Github user mccheah commented on a diff in the pull request:

    https://github.com/apache/spark/pull/21092#discussion_r192457908
  
    --- Diff: 
resource-managers/kubernetes/core/src/main/scala/org/apache/spark/deploy/k8s/KubernetesConf.scala
 ---
    @@ -102,17 +110,30 @@ private[spark] object KubernetesConf {
           appId: String,
           mainAppResource: Option[MainAppResource],
           mainClass: String,
    -      appArgs: Array[String]): 
KubernetesConf[KubernetesDriverSpecificConf] = {
    +      appArgs: Array[String],
    +      maybePyFiles: Option[String]): 
KubernetesConf[KubernetesDriverSpecificConf] = {
         val sparkConfWithMainAppJar = sparkConf.clone()
    +    val additionalFiles = mutable.ArrayBuffer.empty[String]

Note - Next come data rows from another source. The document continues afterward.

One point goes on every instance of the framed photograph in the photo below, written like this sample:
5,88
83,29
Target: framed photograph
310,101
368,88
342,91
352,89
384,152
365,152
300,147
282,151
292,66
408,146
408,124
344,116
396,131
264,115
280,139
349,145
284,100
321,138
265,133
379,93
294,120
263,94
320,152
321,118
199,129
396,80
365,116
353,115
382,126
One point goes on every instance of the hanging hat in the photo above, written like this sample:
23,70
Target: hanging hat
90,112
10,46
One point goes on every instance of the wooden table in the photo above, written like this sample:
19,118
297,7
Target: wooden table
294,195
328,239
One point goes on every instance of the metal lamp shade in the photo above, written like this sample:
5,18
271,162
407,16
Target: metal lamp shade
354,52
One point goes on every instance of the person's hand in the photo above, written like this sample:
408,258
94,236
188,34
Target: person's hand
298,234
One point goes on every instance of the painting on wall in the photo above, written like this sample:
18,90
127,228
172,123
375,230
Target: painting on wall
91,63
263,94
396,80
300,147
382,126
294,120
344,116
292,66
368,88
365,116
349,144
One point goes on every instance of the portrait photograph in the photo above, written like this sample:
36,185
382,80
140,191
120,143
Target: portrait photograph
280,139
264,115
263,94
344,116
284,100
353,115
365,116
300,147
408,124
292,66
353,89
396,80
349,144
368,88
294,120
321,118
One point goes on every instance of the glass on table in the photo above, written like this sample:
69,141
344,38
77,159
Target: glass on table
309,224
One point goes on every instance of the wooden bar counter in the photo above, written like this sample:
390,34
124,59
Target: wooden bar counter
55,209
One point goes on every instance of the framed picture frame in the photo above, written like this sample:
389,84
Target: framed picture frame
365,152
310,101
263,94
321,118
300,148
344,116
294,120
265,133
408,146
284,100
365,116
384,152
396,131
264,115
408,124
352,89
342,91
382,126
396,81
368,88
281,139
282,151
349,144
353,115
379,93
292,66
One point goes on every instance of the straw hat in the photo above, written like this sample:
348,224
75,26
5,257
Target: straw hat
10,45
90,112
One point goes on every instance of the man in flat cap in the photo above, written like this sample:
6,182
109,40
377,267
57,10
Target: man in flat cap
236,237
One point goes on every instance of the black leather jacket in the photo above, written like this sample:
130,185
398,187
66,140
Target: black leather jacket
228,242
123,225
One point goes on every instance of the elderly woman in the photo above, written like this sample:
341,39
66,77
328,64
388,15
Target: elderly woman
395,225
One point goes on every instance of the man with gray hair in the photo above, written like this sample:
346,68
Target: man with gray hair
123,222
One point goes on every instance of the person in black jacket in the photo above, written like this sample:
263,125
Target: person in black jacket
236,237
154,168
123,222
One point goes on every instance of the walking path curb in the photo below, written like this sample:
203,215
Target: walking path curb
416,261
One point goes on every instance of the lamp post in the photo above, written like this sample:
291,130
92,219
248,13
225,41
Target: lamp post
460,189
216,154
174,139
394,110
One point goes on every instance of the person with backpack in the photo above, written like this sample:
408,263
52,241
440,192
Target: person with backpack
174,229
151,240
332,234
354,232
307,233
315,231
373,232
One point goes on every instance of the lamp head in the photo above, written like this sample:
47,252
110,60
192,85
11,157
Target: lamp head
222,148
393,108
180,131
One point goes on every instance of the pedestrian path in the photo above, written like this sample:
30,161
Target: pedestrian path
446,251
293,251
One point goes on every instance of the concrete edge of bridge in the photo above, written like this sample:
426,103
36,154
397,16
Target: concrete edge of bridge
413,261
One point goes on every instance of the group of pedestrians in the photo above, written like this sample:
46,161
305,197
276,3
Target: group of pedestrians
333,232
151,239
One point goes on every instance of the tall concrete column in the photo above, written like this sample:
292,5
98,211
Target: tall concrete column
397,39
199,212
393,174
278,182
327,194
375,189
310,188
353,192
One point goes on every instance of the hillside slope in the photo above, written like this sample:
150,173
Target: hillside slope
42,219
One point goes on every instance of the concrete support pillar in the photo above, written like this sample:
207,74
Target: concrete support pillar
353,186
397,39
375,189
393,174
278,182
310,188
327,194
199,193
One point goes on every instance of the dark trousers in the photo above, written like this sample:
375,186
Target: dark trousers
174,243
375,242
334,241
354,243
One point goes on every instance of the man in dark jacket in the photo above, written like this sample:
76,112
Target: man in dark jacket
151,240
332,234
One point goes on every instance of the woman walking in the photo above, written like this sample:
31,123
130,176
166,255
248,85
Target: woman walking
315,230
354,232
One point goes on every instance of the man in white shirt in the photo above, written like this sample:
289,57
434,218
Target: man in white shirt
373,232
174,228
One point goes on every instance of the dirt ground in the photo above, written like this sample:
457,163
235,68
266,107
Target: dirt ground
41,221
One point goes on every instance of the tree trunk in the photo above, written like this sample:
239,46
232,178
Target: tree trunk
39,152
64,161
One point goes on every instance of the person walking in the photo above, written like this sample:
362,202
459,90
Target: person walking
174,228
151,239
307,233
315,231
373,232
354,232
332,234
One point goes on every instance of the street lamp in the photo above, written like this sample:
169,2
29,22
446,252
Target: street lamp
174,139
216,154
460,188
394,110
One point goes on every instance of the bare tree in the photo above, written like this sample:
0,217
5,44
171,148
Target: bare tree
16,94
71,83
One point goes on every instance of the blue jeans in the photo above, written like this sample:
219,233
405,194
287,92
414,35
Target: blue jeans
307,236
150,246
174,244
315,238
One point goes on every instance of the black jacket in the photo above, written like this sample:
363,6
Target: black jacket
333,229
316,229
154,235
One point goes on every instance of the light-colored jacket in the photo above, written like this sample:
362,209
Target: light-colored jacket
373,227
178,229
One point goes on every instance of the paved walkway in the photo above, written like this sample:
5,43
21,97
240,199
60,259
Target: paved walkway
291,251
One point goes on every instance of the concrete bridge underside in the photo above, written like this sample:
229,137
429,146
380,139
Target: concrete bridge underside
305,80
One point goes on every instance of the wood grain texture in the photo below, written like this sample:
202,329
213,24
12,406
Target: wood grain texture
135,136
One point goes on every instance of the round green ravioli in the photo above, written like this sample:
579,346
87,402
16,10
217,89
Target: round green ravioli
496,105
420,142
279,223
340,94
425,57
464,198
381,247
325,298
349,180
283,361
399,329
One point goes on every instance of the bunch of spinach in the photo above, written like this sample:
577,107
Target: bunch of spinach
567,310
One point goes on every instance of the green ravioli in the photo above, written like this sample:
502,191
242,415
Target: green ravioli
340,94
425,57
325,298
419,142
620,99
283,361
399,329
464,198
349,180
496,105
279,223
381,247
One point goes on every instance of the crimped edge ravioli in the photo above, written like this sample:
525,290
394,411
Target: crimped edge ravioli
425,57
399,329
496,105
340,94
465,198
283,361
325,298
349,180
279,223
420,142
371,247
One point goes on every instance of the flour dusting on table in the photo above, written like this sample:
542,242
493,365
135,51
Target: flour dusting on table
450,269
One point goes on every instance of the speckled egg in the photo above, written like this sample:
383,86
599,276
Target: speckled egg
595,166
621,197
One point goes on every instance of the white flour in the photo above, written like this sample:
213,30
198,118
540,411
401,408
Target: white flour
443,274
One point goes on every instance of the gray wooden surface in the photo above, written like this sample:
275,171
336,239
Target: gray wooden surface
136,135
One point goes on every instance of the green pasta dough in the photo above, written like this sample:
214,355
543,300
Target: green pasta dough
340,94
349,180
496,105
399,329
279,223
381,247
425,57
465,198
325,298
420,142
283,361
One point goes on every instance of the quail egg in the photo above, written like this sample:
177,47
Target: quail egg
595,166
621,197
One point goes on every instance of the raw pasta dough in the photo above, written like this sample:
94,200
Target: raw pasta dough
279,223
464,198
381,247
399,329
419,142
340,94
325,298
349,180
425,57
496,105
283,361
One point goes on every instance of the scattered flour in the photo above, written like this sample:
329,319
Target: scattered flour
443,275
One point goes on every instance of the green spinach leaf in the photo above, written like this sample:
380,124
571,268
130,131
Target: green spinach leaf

         mainAppResource.foreach {
    -      case JavaMainAppResource(res) =>
    -        val previousJars = sparkConf
    -          .getOption("spark.jars")
    -          .map(_.split(","))
    -          .getOrElse(Array.empty)
    -        if (!previousJars.contains(res)) {
    -          sparkConfWithMainAppJar.setJars(previousJars ++ Seq(res))
    -        }
    +        case JavaMainAppResource(res) =>
    +          val previousJars = sparkConf
    +            .getOption("spark.jars")
    +            .map(_.split(","))
    +            .getOrElse(Array.empty)
    +          if (!previousJars.contains(res)) {
    +            sparkConfWithMainAppJar.setJars(previousJars ++ Seq(res))
    +          }
    +        // The function of this outer match is to account for multiple 
nonJVM
    +        // bindings that will all have increased MEMORY_OVERHEAD_FACTOR to 
0.4
    +        case nonJVM: NonJVMResource =>
    +          nonJVM match {
    +            case PythonMainAppResource(res) =>
    +              additionalFiles += res
    +              maybePyFiles.foreach{maybePyFiles =>
    +                additionalFiles.appendAll(maybePyFiles.split(","))}
    +              
sparkConfWithMainAppJar.set(KUBERNETES_PYSPARK_MAIN_APP_RESOURCE, res)
    +          }
    +          sparkConfWithMainAppJar.set(MEMORY_OVERHEAD_FACTOR, 0.4)
    --- End diff --
    
    I think that power users would want the ability to try to overwrite this if 
they have a specific amount of memory overhead that they want and know that 
they need. Configurations should always be configurable, with defaults that are 
sane. I agree that we can afford to set a better default for Kubernetes, but 
there should always be a way to override default settings if the user knows the 
characteristics of their job. For example if the user does memory profiling of 
their container and sees that it's not using the full amount of memory, they 
can afford to drop this value and leave more resources for other applications.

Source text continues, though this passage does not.